Although Reynolds is the No.3 runner on the depth chart, his athletic profile is closer to Williams than Swift's. While I expect to see an uptick in receptions for Williams with Swift gone, Justin Jackson could earn more of the Swift role and leapfrog Reynolds in fantasy value. There's a strong chance that I'll be recommending him as a potential option for this Friday's Replacements.
If Williams gets hurt, Reynolds will have a bigger shot at the lead role and with Jackson supplementing him.
Herbert has the most upside of the three backs with potential starter stints for the team, but unlike Swift being week-to-week, Montgomery is day-to-day. Like Williams and Mattison, he's a versatile player who can run inside and outside as well as be a winning option in the passing game. Herbert isn't as rugged as Williams and Mattison, but he runs with a low center of gravity and he has more acceleration and deep speed. H
Herbert's efficient footwork also stands out among this trio. He's a big-play threat on any given run.
Although Montgomery is day-to-day, this was Swift's diagnosis heading into the Vikings' contest. Injuries can cascade as players compensate for hurt body parts, exposing themselves to hits or awkward movements trying to protect the original injury. Look for Herbert to have an elevated role next week with the potential to be in Jamaal Williams' situation if Montgomery falters.

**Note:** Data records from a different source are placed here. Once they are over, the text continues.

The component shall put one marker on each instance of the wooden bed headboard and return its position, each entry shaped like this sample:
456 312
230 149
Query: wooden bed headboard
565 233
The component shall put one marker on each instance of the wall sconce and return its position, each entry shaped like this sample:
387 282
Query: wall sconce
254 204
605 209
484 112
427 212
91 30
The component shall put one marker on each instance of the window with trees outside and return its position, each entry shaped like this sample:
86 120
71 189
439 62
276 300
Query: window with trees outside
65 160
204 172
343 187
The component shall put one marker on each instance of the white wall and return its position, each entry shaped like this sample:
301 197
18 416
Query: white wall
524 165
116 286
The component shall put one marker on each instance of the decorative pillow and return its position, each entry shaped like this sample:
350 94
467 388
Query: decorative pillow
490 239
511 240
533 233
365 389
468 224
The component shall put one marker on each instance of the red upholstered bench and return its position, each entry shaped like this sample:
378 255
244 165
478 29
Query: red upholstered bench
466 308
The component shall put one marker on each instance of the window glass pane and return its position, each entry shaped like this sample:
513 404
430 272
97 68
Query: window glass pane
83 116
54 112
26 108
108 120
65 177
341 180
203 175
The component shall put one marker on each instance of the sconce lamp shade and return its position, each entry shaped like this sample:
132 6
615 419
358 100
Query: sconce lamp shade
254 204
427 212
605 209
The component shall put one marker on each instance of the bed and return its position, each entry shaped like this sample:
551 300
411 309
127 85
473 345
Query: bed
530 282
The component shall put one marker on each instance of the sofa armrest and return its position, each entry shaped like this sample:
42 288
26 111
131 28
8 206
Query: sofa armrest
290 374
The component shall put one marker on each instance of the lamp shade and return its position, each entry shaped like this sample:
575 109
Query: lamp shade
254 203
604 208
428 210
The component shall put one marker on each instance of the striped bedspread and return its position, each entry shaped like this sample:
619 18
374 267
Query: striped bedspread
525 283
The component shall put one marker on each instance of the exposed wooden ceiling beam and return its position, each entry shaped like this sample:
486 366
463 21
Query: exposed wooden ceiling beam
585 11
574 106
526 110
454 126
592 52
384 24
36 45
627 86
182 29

Trestan Ebner is a speedster with finishes with good pad level, but he's primarily a Swift-like archetype: A fast player who does his best work in space and can catch. He's not the ideal back for the lead role. Neither is practice squad option Darrynton Evans, a speedster with suspect decision-making between the tackles. If Montgomery and Herbert were to get hurt, expect Chicago to bring in a veteran free agent.
Adrian Peterson would be a name to keep in mind. He's a good fit for this offense, he still wants to play, and he would need little time to acclimate.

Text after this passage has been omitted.